Politics This Is What Happens When You Screw With The Water Bureau

Posted by Scott Moore on Mon, Aug 27 at 1:57 PM

Yeesh! On August 10th, Water Bureau Director David Shaff issued some pretty strong words to whomever was crapping up Keller Fountain by filling it with soap.

“We are working with police and the bureau’s security specialists to prevent future incidents. We’d prefer not to go into too much detail on this — but we will see that legal remedies are pursued as we can. What’s happening at Keller is criminal activity,” read Shaff’s message.

Well, now we know what he meant. The Water Bureau’s blog (have I told you before how much I like the Water Blog?) has a photo of Nolan Cunningham, age 19, who was cited by the Police Bureau with dumping detergent in the fountain. His case has been referred to the district attorney’s office.


“We’re naming names – and showing his picture as a deterrent to other people who may think that shutting down a major downtown attraction for a couple of days is fun,” Shaff writes.

“We’re busy protecting public health and safety and the water system infrastructure and shouldn’t have to waste our time and effort on this sort of thing. We will prosecute offenders we catch and we will charge them for the water we have to dump. People up to mischief: think twice.

Don’t fuck with David Shaff.

For the sake of balance, here’s a photo of Shaff and Commissioner Randy Leonard.



You don't think it might be better to wait until the accused is convicted before posting his photograph?
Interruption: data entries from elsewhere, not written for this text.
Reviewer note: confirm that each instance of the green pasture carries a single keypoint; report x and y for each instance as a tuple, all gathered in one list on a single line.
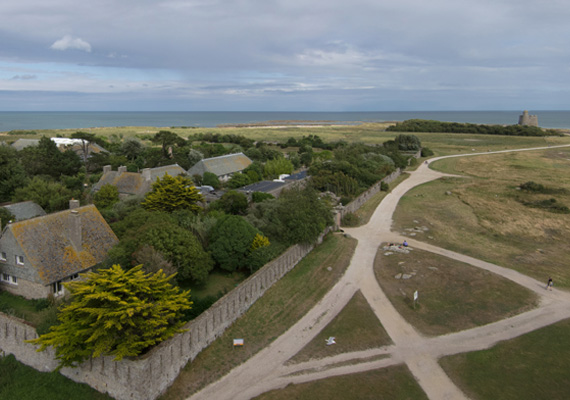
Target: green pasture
[(482, 213), (394, 383), (452, 296), (533, 366), (281, 306), (355, 328)]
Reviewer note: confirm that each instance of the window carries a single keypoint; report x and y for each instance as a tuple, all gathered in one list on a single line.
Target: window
[(57, 288), (12, 280)]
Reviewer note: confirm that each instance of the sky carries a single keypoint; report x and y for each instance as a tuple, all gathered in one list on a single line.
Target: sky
[(284, 55)]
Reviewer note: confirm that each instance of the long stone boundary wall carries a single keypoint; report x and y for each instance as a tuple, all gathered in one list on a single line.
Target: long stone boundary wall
[(148, 376)]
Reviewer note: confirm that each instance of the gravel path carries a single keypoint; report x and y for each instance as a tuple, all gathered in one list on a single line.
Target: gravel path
[(269, 370)]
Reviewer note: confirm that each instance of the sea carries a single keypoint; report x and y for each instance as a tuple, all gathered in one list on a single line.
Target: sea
[(30, 120)]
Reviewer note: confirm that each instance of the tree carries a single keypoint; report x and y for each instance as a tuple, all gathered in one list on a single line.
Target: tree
[(166, 139), (5, 217), (12, 174), (51, 196), (106, 196), (231, 242), (210, 179), (117, 313), (170, 194), (276, 167)]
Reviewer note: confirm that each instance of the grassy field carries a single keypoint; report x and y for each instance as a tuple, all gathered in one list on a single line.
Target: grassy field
[(38, 313), (282, 305), (533, 366), (394, 383), (372, 133), (483, 216), (452, 296), (355, 328), (20, 382)]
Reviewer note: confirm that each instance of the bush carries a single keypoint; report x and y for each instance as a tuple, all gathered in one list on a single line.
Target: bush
[(350, 219)]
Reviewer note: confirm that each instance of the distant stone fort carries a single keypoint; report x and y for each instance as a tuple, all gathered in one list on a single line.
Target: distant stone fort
[(526, 119)]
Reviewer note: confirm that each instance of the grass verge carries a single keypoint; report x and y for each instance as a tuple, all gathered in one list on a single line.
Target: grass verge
[(533, 366), (355, 328), (18, 381), (394, 383), (279, 308), (452, 296), (482, 215), (364, 213)]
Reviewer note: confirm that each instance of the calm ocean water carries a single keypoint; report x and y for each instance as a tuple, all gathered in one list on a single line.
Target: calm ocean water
[(82, 120)]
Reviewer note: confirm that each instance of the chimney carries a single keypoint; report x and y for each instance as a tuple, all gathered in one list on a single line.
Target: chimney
[(74, 230), (146, 174)]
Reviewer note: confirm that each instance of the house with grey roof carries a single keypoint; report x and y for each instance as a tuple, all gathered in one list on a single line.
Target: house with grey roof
[(62, 144), (222, 166), (39, 254), (135, 183), (24, 210)]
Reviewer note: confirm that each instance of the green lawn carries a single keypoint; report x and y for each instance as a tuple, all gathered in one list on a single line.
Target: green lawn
[(280, 307), (20, 382), (355, 328), (533, 366), (453, 296), (394, 383)]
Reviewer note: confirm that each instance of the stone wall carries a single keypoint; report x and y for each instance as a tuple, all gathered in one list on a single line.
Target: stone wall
[(148, 376)]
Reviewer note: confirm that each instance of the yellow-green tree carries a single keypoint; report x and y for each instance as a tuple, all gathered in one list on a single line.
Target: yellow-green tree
[(117, 313), (173, 193)]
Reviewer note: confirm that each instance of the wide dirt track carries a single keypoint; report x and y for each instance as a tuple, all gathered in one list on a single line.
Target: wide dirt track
[(269, 369)]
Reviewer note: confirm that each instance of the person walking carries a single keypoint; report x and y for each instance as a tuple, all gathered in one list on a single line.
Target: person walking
[(549, 284)]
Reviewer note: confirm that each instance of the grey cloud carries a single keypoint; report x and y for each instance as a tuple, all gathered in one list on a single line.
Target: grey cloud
[(24, 77), (69, 42)]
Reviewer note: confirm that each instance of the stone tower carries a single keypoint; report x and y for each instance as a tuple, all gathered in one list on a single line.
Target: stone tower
[(526, 119)]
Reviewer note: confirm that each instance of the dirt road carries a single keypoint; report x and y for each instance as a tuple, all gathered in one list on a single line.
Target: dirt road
[(268, 369)]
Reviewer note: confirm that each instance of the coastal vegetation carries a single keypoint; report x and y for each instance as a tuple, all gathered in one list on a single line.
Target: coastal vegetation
[(422, 125)]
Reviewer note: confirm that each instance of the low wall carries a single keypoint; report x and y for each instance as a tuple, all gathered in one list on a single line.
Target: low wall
[(148, 376)]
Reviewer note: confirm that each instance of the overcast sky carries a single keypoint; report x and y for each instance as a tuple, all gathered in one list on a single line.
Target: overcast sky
[(284, 55)]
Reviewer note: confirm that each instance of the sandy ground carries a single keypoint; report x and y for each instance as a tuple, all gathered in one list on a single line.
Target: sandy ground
[(268, 369)]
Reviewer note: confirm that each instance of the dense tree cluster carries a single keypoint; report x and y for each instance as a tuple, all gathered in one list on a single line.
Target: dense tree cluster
[(117, 313), (422, 125)]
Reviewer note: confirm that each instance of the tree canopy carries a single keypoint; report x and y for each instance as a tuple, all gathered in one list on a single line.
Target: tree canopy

I don't think Nolan looks like he's scared shitless. Oh you're busted now!

If the media did that, Amanda, TV news programs would just be a blank screen. and think how boring "To Catch A Predator" would be! As for whether the Water Bureau should post these photos, I'd like to hear what people think.

He was "caught red-handed." I think it's okay to post his pic. If I caught Metro red-handed using a measure 37-claim unlined landfill in Washington County within 100 yards of the Tualatin River, I would have no problem posting THAT pic.

To blog-posters who ask if it's okay to post a photo of someone arrested and charged with a crime: yes, it is. Read the newspaper. You misunderstand the legal system. The rights of the person charged with a crime are protected by the legal system, underpinned by more than two centuries of precedent, tested again and again by a judicial system dedicated to preserving the rights of all Americans, balancing the rights of various individuals, including the victims of crime. Private individuals and organizations dedicated to protecting the rights of individuals would be the sources to check with if you think the person arrested has had his rights violated. Real journalism consists of presenting opposing views to all of us through various media, and if the Oregonian had thought there was any conflict in posting and/or printing the photo, I believe they would have sought and published the opinion of an attorney with the ACLU. I trust them to do so now, except I imagine the right to inform the public in this way is so well-established that it becomes a waste of ink and paper. I'm going to get in touch with the ACLU and ask them to communicate via blog and print outlets if they think there's an issue here. We can all make mistakes in judgment, but outrage in this case seems premature.